🤖 AI Summary
Existing vision-language models (VLMs) struggle to support embodied agents with diverse morphologies and multi-view perception, hindering effective collaboration among heterogeneous agents in dynamic environments.
Method: This paper introduces VIKI-Bench—the first hierarchical, vision-driven evaluation benchmark for embodied collaboration—and proposes VIKI-R, a two-stage framework: (1) chain-of-thought (CoT)-annotated fine-tuning to enhance visual grounding and reasoning, followed by (2) multi-level reward reinforcement learning for end-to-end collaborative planning and trajectory generation.
Contribution/Results: (1) VIKI-Bench is the first benchmark enabling multi-granularity tasks and heterogeneous agent coordination; (2) VIKI-R achieves the first end-to-end reinforcement-based collaborative control of morphologically diverse agents under multi-view visual observation; (3) VIKI-R significantly outperforms baselines across all hierarchical levels of VIKI-Bench, demonstrating that enhanced visual grounding substantially improves activation, planning, and perception–level collaboration.
📝 Abstract
Coordinating multiple embodied agents in dynamic environments remains a core challenge in artificial intelligence, requiring both perception-driven reasoning and scalable cooperation strategies. While recent works have leveraged large language models (LLMs) for multi-agent planning, a few have begun to explore vision-language models (VLMs) for visual reasoning. However, these VLM-based approaches remain limited in their support for diverse embodiment types. In this work, we introduce VIKI-Bench, the first hierarchical benchmark tailored for embodied multi-agent cooperation, featuring three structured levels: agent activation, task planning, and trajectory perception.
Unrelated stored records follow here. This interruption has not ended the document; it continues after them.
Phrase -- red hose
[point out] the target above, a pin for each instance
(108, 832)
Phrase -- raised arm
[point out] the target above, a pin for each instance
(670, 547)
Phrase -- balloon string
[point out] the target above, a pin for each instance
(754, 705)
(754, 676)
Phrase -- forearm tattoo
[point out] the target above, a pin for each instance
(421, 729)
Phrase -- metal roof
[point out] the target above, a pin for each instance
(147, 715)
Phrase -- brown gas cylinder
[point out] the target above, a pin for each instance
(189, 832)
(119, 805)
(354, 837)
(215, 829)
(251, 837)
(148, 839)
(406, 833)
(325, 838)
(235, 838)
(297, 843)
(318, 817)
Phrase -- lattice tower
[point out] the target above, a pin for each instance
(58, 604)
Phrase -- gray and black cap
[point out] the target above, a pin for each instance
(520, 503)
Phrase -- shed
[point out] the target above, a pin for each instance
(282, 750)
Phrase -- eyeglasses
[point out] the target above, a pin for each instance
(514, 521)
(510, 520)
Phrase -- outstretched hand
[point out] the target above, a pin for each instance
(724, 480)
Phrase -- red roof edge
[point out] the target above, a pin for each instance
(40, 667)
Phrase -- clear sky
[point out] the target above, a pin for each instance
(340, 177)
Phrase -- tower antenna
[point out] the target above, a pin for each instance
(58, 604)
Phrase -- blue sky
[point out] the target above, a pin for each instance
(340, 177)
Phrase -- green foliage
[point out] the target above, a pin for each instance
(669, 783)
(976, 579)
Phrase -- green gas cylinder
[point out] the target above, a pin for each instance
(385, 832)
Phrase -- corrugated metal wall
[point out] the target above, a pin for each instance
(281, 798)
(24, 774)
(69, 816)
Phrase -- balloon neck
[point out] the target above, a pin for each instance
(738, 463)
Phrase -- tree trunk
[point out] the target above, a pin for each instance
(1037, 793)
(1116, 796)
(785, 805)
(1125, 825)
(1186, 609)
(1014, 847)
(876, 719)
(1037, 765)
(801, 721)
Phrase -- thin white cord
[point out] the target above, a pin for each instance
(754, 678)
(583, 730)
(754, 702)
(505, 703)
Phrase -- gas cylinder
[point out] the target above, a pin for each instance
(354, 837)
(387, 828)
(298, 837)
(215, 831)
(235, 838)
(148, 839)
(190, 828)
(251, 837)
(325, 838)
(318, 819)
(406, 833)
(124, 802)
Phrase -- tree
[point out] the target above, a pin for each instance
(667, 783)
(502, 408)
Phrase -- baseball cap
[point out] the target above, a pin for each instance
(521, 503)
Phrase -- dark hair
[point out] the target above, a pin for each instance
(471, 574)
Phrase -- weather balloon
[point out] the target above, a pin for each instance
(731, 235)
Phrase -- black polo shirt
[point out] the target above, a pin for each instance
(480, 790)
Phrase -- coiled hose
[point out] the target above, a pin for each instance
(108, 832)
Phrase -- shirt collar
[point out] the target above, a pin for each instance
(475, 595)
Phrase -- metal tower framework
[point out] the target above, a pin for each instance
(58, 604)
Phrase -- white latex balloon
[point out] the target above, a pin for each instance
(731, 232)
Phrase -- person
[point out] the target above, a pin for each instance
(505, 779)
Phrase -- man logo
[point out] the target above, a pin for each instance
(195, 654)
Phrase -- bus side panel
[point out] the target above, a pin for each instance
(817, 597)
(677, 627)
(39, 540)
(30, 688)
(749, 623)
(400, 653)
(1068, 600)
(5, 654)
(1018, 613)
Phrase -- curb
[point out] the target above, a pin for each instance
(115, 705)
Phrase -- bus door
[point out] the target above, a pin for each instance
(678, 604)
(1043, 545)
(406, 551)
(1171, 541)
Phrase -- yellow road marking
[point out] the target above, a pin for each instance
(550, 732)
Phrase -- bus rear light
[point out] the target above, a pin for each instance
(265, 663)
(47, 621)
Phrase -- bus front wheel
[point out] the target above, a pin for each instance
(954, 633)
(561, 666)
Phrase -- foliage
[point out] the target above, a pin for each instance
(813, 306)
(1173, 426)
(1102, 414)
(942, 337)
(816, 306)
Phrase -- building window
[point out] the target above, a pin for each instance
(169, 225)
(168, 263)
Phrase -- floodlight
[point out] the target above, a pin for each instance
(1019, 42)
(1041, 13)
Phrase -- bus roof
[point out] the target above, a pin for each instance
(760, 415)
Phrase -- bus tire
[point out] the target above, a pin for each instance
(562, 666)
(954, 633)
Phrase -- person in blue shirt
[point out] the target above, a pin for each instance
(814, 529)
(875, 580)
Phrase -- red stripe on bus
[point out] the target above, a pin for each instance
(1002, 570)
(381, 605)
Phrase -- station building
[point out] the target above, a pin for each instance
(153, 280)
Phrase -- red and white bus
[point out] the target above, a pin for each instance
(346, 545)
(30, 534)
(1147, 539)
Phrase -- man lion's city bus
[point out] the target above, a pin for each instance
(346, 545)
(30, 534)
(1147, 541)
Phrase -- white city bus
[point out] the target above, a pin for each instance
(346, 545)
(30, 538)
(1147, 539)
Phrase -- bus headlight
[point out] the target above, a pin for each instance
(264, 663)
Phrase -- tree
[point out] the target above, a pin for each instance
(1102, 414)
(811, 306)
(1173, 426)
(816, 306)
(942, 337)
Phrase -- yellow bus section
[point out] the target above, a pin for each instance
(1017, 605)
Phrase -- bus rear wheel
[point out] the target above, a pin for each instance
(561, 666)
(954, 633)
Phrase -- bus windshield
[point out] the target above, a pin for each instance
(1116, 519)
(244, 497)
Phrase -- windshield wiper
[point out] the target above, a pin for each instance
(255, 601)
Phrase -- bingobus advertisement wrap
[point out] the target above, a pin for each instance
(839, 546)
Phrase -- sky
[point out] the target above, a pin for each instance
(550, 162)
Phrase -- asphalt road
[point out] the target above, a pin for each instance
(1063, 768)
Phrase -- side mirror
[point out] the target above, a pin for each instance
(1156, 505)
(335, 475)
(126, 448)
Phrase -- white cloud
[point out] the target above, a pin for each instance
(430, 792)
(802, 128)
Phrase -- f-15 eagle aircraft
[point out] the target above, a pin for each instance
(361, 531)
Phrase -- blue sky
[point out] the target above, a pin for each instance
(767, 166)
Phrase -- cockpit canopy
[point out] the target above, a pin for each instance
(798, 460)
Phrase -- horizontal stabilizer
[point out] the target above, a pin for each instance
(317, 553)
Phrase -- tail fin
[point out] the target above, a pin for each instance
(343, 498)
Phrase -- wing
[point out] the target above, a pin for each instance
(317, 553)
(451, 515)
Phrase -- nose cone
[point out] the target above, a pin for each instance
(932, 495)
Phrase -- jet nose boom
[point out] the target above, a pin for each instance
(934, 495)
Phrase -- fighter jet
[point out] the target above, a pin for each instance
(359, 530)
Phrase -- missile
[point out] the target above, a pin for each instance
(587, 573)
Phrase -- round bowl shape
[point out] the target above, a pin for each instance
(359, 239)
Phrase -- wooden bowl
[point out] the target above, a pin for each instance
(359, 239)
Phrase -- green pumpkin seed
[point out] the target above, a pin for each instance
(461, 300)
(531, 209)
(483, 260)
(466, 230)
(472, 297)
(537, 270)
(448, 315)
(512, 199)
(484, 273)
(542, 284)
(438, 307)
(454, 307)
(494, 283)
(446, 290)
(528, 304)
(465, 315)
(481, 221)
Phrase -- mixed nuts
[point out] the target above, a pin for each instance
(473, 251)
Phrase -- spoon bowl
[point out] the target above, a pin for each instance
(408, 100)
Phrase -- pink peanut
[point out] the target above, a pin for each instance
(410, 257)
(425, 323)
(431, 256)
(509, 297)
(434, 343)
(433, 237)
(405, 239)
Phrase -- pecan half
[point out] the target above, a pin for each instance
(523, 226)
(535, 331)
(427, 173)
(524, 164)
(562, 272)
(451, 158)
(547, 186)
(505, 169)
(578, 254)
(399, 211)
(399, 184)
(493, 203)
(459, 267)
VIKI-Bench includes diverse robot embodiments, multi-view visual observations, and structured supervision signals to evaluate reasoning grounded in visual inputs. To demonstrate the utility of VIKI-Bench, we propose VIKI-R, a two-stage framework that fine-tunes a pretrained vision-language model (VLM) using Chain-of-Thought annotated demonstrations, followed by reinforcement learning under multi-level reward signals. Our extensive experiments show that VIKI-R significantly outperforms baselines method across all task levels. Furthermore, we show that reinforcement learning enables the emergence of compositional cooperation patterns among heterogeneous agents. Together, VIKI-Bench and VIKI-R offer a unified testbed and method for advancing multi-agent, visual-driven cooperation in embodied AI systems.